Ausserdem: Schon lange vor den Alpinisten haben sich Kleriker und Wissenschaftler für die Bergwelt interessiert. Kleriker stiegen auf die Gipfel auf der Suche nach Gott. Und Wissenschaft war nicht etwa Vorwand, sondern Hauptzweck zahlreicher Gebirgsexpeditionen: Erforschung und Kartographierung, die Vermessung und Benennung der Berge. Das ist der Ursprung des Alpinismus. Heute geht es nebst einem einmaligen Erlebnis in der Natur vor allem auch darum, Verständnis für den fragilen Lebensraum des Gebirges zu wecken, dafür zu sensibilisieren und entsprechende Schutzmassnahmen umzusetzen.
Wer steckt hinter der Kandidatur?
Die Alpenclubs und Bergführervereine von Frankreich, Italien und der Schweiz haben die Kandidatur eingegeben, um die Zusammenarbeit und den Erfahrungsaustausch im Alpenraum zu stärken und auszubauen. Die Orte Chamonix (Frankreich) und Courmayeur (Italien) sowie Orsières (VS) und der Kanton Wallis haben die Kandidatur direkt unterstützt. Die Universität Genf leistete wissenschaftliche Unterstützung.

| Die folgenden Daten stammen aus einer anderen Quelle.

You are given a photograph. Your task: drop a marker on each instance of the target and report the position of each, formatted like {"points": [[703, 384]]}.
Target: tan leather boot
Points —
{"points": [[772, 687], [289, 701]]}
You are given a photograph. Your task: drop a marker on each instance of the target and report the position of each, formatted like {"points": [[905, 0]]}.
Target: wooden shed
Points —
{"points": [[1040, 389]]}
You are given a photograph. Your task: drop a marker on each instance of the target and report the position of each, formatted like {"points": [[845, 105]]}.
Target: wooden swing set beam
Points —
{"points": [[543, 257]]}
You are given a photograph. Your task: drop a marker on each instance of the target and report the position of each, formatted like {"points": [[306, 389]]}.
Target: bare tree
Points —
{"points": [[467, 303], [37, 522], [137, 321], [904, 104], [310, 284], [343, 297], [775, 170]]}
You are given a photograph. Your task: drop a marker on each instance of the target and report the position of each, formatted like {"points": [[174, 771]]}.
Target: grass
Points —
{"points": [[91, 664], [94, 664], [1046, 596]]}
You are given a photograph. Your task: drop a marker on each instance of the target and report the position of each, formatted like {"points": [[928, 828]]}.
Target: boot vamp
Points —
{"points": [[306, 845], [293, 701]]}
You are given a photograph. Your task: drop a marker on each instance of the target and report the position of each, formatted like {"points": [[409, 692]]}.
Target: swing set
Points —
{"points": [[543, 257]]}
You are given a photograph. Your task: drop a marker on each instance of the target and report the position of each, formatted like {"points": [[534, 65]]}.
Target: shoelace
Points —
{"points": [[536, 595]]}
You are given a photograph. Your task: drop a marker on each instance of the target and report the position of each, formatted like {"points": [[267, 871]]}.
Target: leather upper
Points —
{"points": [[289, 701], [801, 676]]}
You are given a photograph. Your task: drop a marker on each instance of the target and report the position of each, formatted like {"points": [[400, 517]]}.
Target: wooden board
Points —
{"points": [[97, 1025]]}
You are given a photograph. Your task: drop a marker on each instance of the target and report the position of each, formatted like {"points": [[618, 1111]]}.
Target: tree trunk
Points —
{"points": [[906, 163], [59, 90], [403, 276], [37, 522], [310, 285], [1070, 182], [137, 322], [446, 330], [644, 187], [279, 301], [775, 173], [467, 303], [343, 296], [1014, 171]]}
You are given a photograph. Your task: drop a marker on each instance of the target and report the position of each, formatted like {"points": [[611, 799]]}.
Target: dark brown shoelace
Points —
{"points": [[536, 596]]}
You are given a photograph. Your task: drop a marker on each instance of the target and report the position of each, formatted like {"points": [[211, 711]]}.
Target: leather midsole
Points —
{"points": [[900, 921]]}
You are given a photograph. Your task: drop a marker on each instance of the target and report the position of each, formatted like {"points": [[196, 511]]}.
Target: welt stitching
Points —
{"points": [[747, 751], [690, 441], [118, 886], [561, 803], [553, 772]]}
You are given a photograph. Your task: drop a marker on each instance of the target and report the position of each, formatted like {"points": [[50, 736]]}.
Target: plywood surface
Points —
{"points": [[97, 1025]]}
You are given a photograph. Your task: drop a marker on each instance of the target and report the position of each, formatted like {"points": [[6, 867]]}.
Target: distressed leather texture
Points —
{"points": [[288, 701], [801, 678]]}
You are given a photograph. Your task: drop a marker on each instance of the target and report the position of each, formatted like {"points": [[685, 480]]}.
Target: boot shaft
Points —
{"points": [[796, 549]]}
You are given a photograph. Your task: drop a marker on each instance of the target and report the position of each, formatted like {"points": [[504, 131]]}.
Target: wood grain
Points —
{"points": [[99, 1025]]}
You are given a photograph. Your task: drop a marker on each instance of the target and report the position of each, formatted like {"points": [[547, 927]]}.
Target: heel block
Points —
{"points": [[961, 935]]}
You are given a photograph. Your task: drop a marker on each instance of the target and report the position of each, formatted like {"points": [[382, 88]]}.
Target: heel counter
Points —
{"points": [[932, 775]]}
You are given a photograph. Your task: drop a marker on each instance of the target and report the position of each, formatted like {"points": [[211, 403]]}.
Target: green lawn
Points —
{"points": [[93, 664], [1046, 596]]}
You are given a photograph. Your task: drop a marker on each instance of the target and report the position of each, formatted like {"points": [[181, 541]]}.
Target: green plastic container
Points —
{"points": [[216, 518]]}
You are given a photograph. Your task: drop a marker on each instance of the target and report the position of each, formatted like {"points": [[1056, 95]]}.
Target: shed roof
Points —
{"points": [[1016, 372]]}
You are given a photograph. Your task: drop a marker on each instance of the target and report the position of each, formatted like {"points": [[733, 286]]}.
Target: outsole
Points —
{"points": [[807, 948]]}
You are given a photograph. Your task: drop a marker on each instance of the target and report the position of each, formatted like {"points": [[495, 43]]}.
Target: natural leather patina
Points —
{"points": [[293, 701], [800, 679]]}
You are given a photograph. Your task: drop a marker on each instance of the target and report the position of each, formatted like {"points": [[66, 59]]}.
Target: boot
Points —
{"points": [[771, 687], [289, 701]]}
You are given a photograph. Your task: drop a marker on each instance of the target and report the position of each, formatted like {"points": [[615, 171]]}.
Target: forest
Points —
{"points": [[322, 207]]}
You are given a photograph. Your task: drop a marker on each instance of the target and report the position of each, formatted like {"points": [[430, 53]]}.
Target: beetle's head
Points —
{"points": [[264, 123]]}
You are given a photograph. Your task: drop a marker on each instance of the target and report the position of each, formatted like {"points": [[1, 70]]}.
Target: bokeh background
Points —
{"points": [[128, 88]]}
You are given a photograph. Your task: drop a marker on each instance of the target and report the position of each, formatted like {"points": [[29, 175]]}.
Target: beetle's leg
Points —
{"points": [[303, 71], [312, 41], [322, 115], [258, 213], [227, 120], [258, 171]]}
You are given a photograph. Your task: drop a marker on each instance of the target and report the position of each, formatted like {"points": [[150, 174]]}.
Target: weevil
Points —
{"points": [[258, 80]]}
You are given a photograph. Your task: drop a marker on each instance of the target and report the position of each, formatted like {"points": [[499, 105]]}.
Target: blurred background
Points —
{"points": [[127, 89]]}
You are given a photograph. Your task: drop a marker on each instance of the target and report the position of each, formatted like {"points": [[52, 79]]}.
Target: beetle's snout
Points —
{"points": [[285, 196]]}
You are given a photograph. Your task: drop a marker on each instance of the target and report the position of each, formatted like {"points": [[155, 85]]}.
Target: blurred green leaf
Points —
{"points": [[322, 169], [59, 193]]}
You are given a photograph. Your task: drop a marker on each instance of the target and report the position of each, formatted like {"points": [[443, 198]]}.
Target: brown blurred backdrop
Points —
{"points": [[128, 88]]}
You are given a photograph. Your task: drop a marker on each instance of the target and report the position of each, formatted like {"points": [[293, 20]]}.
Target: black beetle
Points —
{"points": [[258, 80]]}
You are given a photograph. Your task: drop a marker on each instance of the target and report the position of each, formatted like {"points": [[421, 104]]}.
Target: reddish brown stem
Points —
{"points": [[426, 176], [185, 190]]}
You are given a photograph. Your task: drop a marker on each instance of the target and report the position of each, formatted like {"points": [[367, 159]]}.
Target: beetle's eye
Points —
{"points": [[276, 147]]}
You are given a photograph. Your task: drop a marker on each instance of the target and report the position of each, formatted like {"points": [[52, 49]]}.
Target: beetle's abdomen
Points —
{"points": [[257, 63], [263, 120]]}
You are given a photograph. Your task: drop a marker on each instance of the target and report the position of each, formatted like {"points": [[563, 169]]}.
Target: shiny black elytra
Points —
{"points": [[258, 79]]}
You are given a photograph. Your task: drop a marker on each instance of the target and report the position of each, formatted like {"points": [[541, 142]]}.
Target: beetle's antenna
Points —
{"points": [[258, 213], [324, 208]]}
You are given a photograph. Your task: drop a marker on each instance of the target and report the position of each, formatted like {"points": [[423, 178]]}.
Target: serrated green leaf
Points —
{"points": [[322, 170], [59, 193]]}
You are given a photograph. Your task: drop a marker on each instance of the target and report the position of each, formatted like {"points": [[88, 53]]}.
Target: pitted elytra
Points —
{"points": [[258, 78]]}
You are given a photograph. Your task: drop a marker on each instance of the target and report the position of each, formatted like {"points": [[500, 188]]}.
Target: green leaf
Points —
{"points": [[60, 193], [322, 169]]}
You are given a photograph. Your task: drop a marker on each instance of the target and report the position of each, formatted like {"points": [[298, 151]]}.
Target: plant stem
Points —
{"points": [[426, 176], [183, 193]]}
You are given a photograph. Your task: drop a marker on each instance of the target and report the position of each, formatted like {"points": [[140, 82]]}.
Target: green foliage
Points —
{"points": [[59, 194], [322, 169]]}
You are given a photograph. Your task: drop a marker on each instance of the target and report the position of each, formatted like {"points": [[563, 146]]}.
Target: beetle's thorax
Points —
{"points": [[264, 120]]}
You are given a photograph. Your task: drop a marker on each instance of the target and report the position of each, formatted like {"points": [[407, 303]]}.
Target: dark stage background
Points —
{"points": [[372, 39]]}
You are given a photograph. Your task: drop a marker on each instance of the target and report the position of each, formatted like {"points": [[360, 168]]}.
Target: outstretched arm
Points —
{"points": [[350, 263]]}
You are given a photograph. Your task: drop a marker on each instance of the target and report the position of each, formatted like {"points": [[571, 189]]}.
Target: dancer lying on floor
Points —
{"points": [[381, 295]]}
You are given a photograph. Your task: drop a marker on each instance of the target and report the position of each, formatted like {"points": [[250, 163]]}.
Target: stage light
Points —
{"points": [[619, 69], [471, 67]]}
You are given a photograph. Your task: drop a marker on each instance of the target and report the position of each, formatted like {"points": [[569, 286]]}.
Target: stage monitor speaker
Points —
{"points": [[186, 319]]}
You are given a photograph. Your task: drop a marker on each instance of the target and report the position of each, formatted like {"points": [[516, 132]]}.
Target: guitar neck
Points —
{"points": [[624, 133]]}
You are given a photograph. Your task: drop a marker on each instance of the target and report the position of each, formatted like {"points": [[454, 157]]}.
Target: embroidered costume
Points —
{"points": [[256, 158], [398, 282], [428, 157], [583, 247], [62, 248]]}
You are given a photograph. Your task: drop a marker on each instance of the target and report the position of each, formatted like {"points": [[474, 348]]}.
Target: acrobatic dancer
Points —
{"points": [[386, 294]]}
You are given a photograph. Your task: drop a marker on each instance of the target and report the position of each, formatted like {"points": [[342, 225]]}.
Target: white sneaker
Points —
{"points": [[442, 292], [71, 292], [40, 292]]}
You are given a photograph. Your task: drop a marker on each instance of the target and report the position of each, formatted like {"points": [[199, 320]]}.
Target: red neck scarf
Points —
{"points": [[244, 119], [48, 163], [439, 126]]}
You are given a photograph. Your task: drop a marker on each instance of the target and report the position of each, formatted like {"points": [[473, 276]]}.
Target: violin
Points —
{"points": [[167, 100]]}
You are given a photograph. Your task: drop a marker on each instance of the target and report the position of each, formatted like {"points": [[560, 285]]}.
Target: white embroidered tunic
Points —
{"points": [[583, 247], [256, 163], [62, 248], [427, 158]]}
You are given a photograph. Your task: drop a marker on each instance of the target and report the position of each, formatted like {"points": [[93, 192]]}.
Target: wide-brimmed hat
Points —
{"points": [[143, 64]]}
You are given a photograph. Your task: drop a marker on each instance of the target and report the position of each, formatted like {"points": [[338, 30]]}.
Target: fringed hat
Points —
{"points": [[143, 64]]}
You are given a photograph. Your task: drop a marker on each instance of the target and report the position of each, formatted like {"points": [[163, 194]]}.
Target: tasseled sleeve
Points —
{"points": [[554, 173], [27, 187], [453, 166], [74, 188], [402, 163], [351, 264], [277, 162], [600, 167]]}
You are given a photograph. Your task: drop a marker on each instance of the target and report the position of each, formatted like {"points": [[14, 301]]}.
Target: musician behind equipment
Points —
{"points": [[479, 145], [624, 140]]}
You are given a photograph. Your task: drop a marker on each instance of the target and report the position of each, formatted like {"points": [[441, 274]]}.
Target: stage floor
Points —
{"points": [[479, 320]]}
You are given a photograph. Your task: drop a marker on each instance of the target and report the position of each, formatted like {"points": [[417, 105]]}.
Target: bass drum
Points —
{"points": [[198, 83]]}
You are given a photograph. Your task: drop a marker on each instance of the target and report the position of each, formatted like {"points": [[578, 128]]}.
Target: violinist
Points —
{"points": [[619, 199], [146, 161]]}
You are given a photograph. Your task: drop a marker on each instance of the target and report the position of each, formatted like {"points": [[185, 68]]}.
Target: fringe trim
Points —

Was ist ein immaterielles Kulturerbe?
Ein Kulturerbe ist eine lebendige, über Generationen weitergegebene Tradition und Praktik, die einer Gemeinschaft ein Gefühl der Identität und Kontinuität vermittelt. Das sind etwa Musik, Tanz, Brauchtum, Feste oder traditionelle Handwerkstechniken. Das immaterielle Kulturerbe verändert sich im Gegensatz zum materiellen Kulturgut kontinuierlich, so wie sich auch die Gesellschaft verändert. Die Liste des immateriellen Kulturerbes gründet auf einem internationalen Übereinkommen von 2003, das inzwischen von 178 Ländern unterzeichnet wurde. Bisher wurden über 500 Praktiken aus 122 Ländern in die Liste des immateriellen Kulturerbes aufgenommen.
Immaterielles Kulturerbe in der Schweiz
Mit der Ratifizierung des UNESCO-Übereinkommens zur Bewahrung des immateriellen Kulturerbes (IKE) im Jahr 2008 hat sich die Schweiz verpflichtet, ein Inventar des immateriellen Kulturerbes der Schweiz zu erstellen und dieses laufend zu aktualisieren. Das Ziel ist klar: die Anerkennung, Aufwertung und Bewahrung des immateriellen Kulturerbes zu fördern.
In der Schweiz ist die Bedeutung des immateriellen Kulturerbes für den gesellschaftlichen Zusammenhalt, für das kulturelle Selbstverständnis sowie für das Erscheinungsbild des Landes und der Regionen anerkannt. Viele nationale und regionale Eigenheiten definieren sich über immaterielle Kulturaspekte. So sind etwa auch Jodel, die Basler Fastnacht oder die Schweizer Uhrmacherkunst auf dieser Liste. Die traditionellen kulturellen Ausdrucksweisen und Praktiken zu unterstützen ist deshalb Teil der staatlichen Kulturförderung.